U.S. Intellectual History Blog

2026 S-USIH Annual Book Prize

The Society of U.S. Intellectual Historians is excited to announce that the co-winners of the 2026 book prize in United States Intellectual History are Andrew Hartman for Karl Marx in America (University of Chicago Press, 2025) and Jarvis C. McInnis, Afterlives of the Plantation: Plotting Agrarian Futures in the Global Black South (Columbia, 2025). Honorable mention is awarded to Andrew Preston, Total Defense: The New Deal and the Invention of National Security (Harvard, 2025).

Thanks to the Book Prize Committee (Robert Greene, Ronnie Grinberg, and Keidrick J. Roy) for the detailed and deliberate work done to reach this decision.

The author or editor of four books, Andrew Hartman is Distinguished Professor of History at Illinois State University where he teaches courses in U.S. history, as well as courses in the philosophy of history, historiography, and pedagogy. Jarvis McInnis is an Associate Professor of English at Duke University, and an interdisciplinary scholar of African American & African Diaspora literature and culture, with teaching and research interests in the global south (primarily the US South and the Caribbean), sound studies, performance studies, and visual culture. Andrew Preston is the recently named W.L. Lyons Brown Jr. Jefferson Scholars Foundation Distinguished Professor of Diplomacy and Statecraft at the University of Virginia.

The committee writes:

Andrew Hartman’s Karl Marx in America was chosen by the committee because of its crisp and accessible prose and compelling argument about Marx’s influence on American life. Hartman shows that rather than the United States being a “quintessential anti-Marxist nation,” Marx’s ideas were robustly debated across the country in various, and often surprising, ways for more than one hundred and fifty years. While Marxism did not prevail in the U.S.,Hartman persuasively shows how arguing and engaging with Marx’s ideas has left an indelible print on American social, cultural, and political thought. Hartman brings this fascinating history to life in his eloquent book.


Meanwhile, Jarvis C. McInnis’s Afterlives of the Plantation provides an innovative and valuable reappraisal of key facets of African American intellectual history. In particular, McInnis’s rendering of a “global Black South” stages a range of important contributions and interventions. McInnis shows how the U.S. South and Caribbean became critical loci for the formation of a distinct and robust Black intellectual and artistic tradition, convincingly arguing that Black modernity did not emerge solely from the African American migration to the urban North but from within the crucible of the hemispheric plantation South.  In addition, McInnis reappraises Booker T. Washington as a more complicated and nuanced figure than common renderings of him as the conservative foil to W. E. B. Du Bois in African American history. Finally, Afterlives of the Plantation places Washington, and other key Black figures, into a generative transnational intellectual context. The book, too, is beautifully written and argued.

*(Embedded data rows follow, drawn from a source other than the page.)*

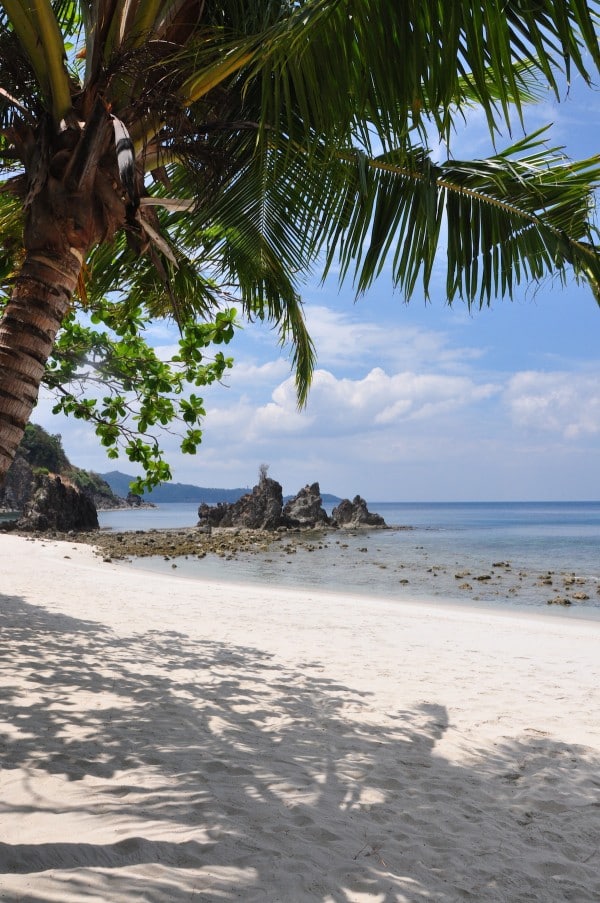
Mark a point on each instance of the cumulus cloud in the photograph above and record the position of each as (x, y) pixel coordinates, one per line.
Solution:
(559, 402)
(346, 407)
(342, 339)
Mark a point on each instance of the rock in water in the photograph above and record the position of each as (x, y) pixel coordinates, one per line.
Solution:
(355, 514)
(306, 509)
(258, 510)
(56, 504)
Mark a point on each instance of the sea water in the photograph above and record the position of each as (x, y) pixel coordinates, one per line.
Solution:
(507, 554)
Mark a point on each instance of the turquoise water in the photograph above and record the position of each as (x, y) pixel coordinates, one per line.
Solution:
(517, 555)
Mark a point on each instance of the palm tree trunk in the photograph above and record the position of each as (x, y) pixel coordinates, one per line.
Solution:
(40, 299)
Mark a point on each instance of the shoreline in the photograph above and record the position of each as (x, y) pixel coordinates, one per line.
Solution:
(164, 739)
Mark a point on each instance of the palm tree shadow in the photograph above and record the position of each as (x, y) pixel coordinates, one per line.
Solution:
(273, 777)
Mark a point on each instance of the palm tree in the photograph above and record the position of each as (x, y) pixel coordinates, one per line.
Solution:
(179, 146)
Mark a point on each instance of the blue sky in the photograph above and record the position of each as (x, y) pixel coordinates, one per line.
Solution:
(416, 402)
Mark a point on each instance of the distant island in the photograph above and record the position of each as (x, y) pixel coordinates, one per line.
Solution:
(187, 492)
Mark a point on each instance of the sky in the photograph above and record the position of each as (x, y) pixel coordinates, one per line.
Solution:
(410, 402)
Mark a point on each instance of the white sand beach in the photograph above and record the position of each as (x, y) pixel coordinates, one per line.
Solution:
(166, 740)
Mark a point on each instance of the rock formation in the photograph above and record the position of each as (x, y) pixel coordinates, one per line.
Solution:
(306, 509)
(260, 509)
(16, 488)
(355, 514)
(56, 504)
(263, 509)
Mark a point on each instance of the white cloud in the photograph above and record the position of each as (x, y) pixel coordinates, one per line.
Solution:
(561, 402)
(345, 339)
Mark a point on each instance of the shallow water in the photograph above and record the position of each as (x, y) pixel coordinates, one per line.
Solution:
(512, 555)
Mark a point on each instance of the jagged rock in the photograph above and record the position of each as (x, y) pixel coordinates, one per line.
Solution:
(355, 514)
(306, 508)
(56, 504)
(16, 488)
(260, 509)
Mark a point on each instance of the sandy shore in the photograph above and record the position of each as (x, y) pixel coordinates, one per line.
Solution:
(165, 740)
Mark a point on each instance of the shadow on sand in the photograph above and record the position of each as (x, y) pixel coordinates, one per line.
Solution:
(281, 784)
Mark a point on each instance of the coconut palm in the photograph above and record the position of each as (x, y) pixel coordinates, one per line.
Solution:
(177, 147)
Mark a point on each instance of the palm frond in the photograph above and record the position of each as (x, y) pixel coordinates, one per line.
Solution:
(518, 216)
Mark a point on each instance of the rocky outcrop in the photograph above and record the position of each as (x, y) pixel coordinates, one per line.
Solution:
(260, 509)
(306, 509)
(56, 504)
(16, 488)
(355, 514)
(263, 509)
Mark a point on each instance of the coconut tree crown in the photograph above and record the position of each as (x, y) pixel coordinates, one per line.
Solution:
(178, 151)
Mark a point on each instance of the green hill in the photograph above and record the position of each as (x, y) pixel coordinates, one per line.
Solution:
(173, 492)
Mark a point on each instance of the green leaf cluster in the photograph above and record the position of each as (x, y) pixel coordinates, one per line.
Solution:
(113, 379)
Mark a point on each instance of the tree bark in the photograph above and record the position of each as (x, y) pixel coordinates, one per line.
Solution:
(40, 300)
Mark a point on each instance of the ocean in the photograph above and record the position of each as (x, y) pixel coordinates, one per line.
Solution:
(513, 555)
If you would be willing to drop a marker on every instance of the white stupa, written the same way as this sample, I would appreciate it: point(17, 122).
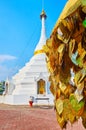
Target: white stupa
point(32, 79)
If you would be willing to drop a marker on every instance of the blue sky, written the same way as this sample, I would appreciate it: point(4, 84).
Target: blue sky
point(20, 27)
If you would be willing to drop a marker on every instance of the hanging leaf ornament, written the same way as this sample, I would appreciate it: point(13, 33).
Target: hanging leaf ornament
point(84, 23)
point(66, 51)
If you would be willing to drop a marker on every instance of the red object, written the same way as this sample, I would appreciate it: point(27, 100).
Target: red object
point(31, 103)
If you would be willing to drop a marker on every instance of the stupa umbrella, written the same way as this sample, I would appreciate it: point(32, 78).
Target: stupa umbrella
point(66, 61)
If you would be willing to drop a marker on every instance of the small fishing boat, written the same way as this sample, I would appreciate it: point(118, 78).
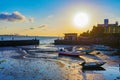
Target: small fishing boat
point(92, 64)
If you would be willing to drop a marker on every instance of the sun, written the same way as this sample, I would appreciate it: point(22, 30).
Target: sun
point(81, 20)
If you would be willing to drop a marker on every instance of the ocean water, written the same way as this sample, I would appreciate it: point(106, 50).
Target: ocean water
point(42, 62)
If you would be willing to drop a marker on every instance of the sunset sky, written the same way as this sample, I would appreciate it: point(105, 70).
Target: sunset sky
point(53, 17)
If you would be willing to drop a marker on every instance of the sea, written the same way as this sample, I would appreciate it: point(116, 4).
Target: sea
point(42, 62)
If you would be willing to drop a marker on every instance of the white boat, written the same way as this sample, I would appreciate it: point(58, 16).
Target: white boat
point(68, 53)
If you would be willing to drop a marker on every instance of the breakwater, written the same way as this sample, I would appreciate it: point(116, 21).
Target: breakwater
point(18, 42)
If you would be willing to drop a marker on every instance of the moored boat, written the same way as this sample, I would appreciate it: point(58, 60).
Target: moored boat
point(68, 53)
point(92, 64)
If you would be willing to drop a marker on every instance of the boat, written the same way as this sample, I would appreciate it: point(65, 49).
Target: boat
point(92, 64)
point(70, 53)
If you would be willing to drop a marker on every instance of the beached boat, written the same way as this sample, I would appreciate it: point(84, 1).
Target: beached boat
point(68, 53)
point(92, 64)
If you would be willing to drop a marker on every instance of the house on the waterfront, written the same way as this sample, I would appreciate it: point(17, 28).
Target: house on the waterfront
point(69, 38)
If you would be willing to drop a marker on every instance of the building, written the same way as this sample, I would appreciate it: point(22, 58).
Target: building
point(110, 28)
point(70, 36)
point(106, 24)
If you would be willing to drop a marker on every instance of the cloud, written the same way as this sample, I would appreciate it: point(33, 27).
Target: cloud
point(50, 16)
point(13, 17)
point(31, 19)
point(41, 26)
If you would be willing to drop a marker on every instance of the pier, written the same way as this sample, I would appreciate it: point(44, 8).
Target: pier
point(18, 42)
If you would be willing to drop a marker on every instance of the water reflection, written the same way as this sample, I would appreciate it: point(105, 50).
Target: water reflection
point(49, 65)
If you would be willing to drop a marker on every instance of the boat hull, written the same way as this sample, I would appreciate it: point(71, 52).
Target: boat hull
point(70, 54)
point(93, 65)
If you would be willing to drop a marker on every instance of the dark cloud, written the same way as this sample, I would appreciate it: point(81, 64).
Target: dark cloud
point(13, 17)
point(31, 19)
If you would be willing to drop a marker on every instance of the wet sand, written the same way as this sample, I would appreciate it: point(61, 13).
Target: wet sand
point(50, 66)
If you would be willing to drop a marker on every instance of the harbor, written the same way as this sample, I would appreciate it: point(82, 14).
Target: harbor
point(32, 65)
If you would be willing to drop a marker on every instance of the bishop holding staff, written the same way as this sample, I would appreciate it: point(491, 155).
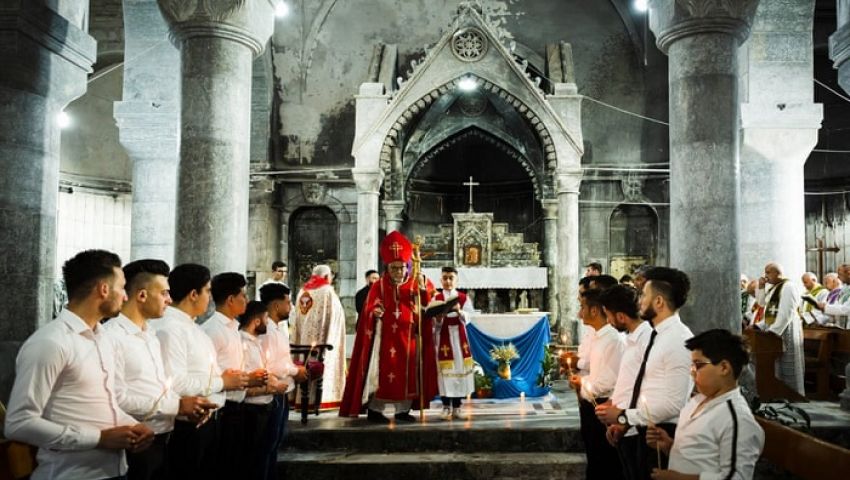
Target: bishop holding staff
point(384, 368)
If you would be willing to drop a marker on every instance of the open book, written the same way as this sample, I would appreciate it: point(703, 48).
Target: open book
point(441, 307)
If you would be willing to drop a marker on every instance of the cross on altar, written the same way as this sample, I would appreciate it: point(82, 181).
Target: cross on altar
point(470, 184)
point(821, 249)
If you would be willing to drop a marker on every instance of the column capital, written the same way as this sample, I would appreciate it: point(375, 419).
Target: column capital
point(248, 22)
point(674, 20)
point(568, 181)
point(367, 180)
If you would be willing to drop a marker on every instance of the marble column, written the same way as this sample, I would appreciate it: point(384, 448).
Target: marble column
point(779, 128)
point(568, 274)
point(46, 58)
point(218, 42)
point(149, 128)
point(393, 214)
point(550, 259)
point(839, 52)
point(701, 38)
point(368, 184)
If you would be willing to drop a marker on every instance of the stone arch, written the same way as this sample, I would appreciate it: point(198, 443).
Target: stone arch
point(411, 172)
point(393, 138)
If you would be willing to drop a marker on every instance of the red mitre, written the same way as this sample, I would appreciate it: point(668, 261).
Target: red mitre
point(396, 248)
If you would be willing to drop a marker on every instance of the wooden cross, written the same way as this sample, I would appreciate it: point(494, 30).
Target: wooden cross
point(821, 249)
point(470, 184)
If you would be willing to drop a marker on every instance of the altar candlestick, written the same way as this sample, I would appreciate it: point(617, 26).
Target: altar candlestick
point(155, 406)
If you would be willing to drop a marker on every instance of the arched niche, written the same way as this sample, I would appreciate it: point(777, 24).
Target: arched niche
point(313, 240)
point(632, 237)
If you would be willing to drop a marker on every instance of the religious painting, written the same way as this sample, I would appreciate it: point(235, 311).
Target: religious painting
point(472, 255)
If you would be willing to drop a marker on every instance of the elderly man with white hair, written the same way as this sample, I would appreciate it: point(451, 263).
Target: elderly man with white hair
point(836, 307)
point(781, 301)
point(318, 318)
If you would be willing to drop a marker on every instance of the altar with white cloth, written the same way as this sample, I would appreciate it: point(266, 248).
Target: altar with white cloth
point(529, 333)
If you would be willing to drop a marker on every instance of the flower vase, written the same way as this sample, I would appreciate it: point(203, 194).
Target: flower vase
point(504, 370)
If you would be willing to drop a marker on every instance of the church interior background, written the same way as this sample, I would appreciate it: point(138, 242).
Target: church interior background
point(359, 121)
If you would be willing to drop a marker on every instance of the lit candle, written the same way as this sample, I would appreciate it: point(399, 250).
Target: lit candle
point(588, 388)
point(209, 382)
point(155, 406)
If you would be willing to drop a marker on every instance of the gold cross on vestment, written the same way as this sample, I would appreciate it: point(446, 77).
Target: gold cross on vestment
point(470, 184)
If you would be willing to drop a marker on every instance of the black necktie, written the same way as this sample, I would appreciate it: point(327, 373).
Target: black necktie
point(642, 371)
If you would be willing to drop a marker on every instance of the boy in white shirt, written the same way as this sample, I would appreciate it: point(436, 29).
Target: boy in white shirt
point(716, 435)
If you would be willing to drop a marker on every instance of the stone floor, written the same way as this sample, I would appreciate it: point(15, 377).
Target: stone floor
point(537, 438)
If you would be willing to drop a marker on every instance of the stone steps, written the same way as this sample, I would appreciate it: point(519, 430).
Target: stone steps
point(431, 465)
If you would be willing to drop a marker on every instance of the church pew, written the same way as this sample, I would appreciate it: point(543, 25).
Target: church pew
point(766, 348)
point(800, 454)
point(819, 343)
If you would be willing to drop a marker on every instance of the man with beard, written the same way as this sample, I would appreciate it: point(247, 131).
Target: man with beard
point(663, 382)
point(63, 400)
point(139, 370)
point(384, 368)
point(781, 302)
point(621, 310)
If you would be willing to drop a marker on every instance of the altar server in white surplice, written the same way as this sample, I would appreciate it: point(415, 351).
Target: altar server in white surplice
point(454, 357)
point(318, 318)
point(781, 302)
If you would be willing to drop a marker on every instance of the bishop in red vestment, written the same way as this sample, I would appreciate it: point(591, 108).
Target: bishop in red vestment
point(384, 368)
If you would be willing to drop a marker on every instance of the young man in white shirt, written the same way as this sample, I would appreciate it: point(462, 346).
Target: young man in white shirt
point(276, 342)
point(63, 400)
point(190, 360)
point(663, 383)
point(228, 293)
point(716, 436)
point(143, 389)
point(621, 309)
point(595, 387)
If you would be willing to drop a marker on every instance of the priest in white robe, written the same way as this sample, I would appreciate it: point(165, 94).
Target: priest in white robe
point(781, 301)
point(318, 318)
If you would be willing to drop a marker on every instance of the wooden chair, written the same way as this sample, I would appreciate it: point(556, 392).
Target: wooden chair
point(312, 357)
point(818, 345)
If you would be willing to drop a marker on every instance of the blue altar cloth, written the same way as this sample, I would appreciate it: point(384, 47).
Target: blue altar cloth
point(524, 370)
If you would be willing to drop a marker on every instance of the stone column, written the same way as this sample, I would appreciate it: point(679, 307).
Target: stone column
point(393, 214)
point(701, 38)
point(568, 275)
point(550, 259)
point(368, 183)
point(46, 58)
point(218, 42)
point(149, 128)
point(779, 128)
point(839, 52)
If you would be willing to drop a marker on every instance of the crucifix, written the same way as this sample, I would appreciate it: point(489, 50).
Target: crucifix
point(821, 249)
point(470, 184)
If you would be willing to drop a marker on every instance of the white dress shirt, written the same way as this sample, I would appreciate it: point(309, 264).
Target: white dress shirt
point(276, 342)
point(703, 444)
point(254, 358)
point(188, 356)
point(63, 396)
point(230, 353)
point(140, 375)
point(636, 342)
point(605, 353)
point(667, 382)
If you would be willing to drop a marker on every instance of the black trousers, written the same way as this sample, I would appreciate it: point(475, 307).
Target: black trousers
point(192, 451)
point(637, 458)
point(150, 464)
point(602, 459)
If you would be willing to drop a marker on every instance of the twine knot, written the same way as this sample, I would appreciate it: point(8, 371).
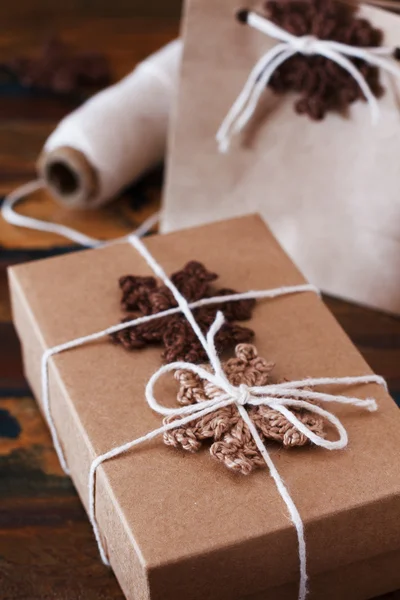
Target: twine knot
point(243, 396)
point(342, 54)
point(306, 44)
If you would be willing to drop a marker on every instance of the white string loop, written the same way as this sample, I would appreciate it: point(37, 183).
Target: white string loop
point(290, 44)
point(281, 397)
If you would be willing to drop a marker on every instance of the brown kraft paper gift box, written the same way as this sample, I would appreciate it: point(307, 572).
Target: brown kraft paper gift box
point(178, 525)
point(328, 189)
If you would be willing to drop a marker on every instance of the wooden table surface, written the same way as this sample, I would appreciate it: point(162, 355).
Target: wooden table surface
point(47, 550)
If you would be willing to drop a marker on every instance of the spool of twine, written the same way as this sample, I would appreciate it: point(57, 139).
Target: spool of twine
point(115, 137)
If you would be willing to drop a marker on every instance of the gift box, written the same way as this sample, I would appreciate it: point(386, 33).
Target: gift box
point(326, 188)
point(175, 524)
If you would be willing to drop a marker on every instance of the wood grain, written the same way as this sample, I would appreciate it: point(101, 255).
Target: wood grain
point(47, 550)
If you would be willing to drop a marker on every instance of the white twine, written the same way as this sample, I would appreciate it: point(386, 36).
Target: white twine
point(10, 215)
point(122, 130)
point(246, 103)
point(280, 397)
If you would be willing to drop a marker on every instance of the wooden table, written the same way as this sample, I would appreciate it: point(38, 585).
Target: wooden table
point(47, 550)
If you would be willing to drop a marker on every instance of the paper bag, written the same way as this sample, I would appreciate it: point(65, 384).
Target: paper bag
point(329, 189)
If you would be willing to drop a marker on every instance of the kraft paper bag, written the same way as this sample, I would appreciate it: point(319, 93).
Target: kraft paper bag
point(328, 189)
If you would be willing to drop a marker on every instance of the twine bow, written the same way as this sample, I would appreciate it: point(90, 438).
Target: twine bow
point(308, 45)
point(280, 396)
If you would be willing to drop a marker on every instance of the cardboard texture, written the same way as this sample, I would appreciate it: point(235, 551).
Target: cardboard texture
point(178, 525)
point(328, 190)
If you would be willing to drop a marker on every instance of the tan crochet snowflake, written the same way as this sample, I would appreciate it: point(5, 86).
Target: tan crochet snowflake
point(231, 441)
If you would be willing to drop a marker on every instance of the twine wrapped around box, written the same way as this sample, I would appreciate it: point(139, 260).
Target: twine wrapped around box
point(280, 397)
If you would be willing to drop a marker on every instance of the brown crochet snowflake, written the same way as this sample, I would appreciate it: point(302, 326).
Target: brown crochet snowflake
point(59, 70)
point(322, 84)
point(231, 441)
point(147, 296)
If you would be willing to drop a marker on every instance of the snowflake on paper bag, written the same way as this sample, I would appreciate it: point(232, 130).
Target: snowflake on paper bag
point(231, 440)
point(145, 295)
point(324, 86)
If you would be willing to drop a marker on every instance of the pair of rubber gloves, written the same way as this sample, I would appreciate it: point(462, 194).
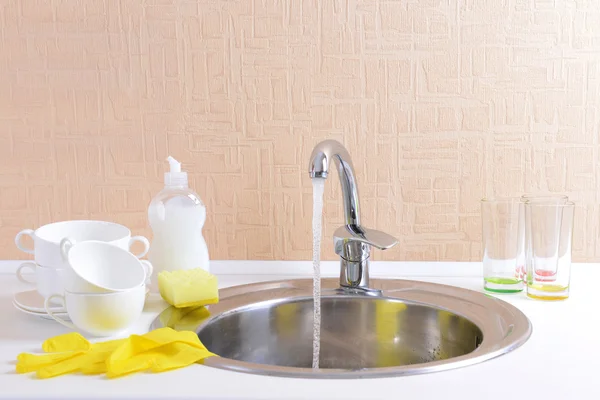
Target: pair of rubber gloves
point(157, 351)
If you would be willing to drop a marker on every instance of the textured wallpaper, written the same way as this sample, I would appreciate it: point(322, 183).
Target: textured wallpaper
point(438, 102)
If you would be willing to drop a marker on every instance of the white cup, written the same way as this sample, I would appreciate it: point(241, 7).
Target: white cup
point(100, 314)
point(100, 267)
point(47, 238)
point(47, 280)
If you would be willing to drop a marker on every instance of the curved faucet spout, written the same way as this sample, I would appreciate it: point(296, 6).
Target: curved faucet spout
point(320, 161)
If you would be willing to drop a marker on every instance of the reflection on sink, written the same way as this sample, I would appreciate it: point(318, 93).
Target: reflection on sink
point(412, 327)
point(356, 332)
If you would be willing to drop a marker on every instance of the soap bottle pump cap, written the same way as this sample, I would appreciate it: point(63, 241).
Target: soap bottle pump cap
point(175, 177)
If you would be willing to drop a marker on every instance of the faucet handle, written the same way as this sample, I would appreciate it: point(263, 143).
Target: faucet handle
point(353, 242)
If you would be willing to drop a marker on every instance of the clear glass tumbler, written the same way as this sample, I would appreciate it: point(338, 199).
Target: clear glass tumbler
point(503, 244)
point(549, 238)
point(540, 198)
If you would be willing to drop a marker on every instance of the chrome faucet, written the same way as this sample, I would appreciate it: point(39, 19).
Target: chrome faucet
point(351, 242)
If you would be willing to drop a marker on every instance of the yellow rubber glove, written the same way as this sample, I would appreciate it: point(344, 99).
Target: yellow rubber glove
point(72, 353)
point(160, 350)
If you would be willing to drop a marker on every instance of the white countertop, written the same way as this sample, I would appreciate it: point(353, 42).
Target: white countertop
point(560, 361)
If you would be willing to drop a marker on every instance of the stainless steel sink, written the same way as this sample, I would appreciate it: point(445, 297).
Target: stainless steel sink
point(401, 328)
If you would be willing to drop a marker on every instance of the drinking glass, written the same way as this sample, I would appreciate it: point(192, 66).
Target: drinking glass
point(549, 198)
point(503, 244)
point(549, 237)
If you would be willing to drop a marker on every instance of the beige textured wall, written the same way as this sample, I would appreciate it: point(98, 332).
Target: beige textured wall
point(439, 102)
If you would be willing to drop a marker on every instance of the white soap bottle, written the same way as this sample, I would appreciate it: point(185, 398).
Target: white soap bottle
point(176, 215)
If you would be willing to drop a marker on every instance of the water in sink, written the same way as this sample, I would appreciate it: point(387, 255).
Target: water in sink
point(318, 187)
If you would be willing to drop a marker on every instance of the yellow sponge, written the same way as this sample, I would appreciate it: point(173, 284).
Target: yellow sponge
point(187, 288)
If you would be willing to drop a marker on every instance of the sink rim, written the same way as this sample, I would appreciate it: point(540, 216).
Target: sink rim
point(504, 327)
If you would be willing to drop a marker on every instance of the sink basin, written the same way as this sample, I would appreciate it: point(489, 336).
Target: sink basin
point(410, 328)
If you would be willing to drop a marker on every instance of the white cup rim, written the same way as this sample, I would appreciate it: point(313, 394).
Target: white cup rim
point(88, 294)
point(74, 267)
point(41, 231)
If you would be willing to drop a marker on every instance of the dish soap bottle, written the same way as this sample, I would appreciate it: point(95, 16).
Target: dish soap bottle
point(176, 215)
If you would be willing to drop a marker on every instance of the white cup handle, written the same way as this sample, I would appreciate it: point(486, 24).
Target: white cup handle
point(147, 268)
point(54, 317)
point(65, 247)
point(28, 232)
point(22, 267)
point(144, 241)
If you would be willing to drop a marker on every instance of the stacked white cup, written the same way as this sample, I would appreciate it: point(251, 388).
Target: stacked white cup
point(87, 267)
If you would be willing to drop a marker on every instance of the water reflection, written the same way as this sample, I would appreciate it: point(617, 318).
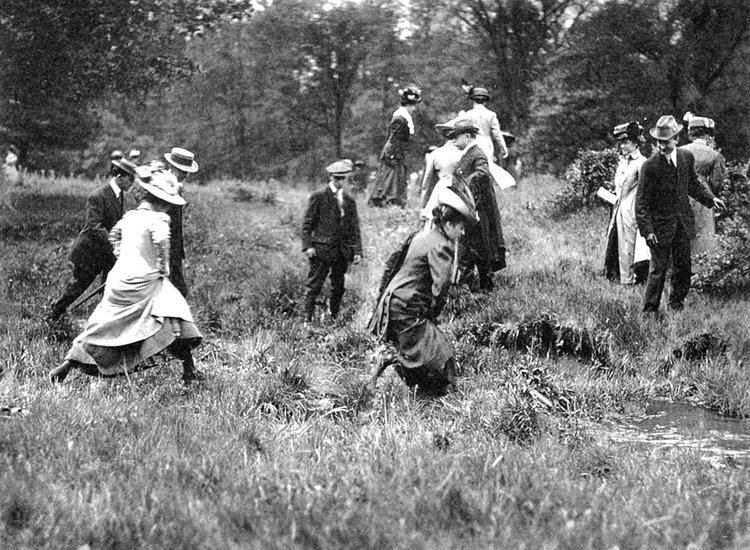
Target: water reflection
point(684, 425)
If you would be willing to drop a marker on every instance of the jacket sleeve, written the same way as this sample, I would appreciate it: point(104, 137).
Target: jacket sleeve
point(356, 237)
point(310, 221)
point(429, 180)
point(643, 198)
point(696, 188)
point(497, 135)
point(95, 218)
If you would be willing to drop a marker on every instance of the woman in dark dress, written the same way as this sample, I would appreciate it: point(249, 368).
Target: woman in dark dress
point(412, 296)
point(390, 183)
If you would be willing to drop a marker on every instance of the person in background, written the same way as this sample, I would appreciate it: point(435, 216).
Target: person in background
point(413, 292)
point(490, 138)
point(625, 246)
point(181, 163)
point(438, 172)
point(711, 169)
point(391, 183)
point(484, 246)
point(141, 312)
point(330, 237)
point(11, 173)
point(91, 253)
point(664, 216)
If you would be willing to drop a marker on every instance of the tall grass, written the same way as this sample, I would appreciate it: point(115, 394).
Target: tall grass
point(284, 447)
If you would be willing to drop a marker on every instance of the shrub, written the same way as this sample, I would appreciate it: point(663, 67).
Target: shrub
point(589, 171)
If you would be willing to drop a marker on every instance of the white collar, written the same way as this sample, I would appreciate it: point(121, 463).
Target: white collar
point(114, 187)
point(404, 112)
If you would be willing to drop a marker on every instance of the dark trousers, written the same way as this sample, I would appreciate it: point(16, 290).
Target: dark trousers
point(177, 277)
point(676, 246)
point(320, 266)
point(79, 281)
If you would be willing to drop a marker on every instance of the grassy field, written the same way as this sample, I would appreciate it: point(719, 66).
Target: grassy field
point(283, 447)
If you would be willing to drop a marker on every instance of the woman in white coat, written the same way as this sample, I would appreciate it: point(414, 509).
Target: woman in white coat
point(141, 313)
point(625, 245)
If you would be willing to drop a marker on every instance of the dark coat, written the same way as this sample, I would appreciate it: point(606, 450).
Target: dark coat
point(326, 230)
point(473, 171)
point(662, 200)
point(91, 248)
point(394, 150)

Finally, Andrew Preston’s Total Defense speaks to the present moment and concerns over the intersection of national defense and the national security state. Preston’s work places that history squarely within the context of President Franklin Roosevelt’s New Deal. In particular, Preston traces the evolution of Roosevelt’s priorities “from the welfare state to the warfare state” through an adroit analysis of a dazzling array of sources. In the end, Total Defense shows how American foreign policy and the debate over the meaning of “national security” permeated much of American intellectual, political, and cultural history.


All three works pushed committee members to reconsider their historiographical assumptions governing approaches to the diverse field of United States intellectual history. There were many laudable submissions to this year’s prize, and deciding on the honorees was difficult. Congratulations to all the winners and nominees!